When we reached Brienz bahnhof, there was still time to have a little walk through the town. Brienz is noted for its woodcarving. The first shop we saw was a woodcarving shop. Being Sunday evening, it was closed of course. The windows; however, were quite interesting. There was a beautifully carved Nativity scene with a stable, two figures sitting at a table, two dachshunds (I wanted one but never made it back to get it), and miscellaneous other carvings. The other window had a display of carving tools and wood pieces. As we walked through town, we spotted signs that displayed the carving talents of the town, and of course, there was a large carved statue of two marmots. Somehow, the Swiss had an infatuation with marmots. We never did learn why.

After our walk we decided that we should think about dinner. We had passed the Steinbock Restaurant with the wood carved fish sign and had read that Brienz was a very good town to have fresh fish. The restaurant was very quaint with a lot of atmosphere to it so we chose to sit inside that evening. Frank who had his mind on fish since we first entered the town of Brienz selected the Fera Fish in a Saffron Sauce. I, on the other hand, chose the Rosti with Vegetables, Cheese and Egg. They both were excellent selections. Before the main course, we had a salad. There is some type of creamy dressing that the Swiss make that is absolutely delicious. We had it many times during the trip. After dinner we "forced" ourselves to share a piece of apple strudel with vanilla sauce. A tourist can't get enough strudel in Switzerland!

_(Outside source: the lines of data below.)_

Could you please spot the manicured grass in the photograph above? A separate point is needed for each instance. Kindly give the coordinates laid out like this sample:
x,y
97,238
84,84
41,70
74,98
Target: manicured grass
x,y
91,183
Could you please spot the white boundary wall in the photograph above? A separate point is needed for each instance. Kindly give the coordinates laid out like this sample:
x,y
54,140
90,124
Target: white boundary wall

As we left the Steinbock's, we were surprised to see that it was raining. Armed with water repellent gear, we walked back through town to the bahnhof, and waited for the next train to Interlaken Ost. From there we took the train to Thun and then the bus back to Gwatt.

(Hint: Get a lightweight rainproof jacket and small travel umbrella to keep in your backpack. In the mountains, you never know when a rain cloud will be over you. LL Bean online has a great lightweight Gortex jacket that we have. It worked really well for the trip.)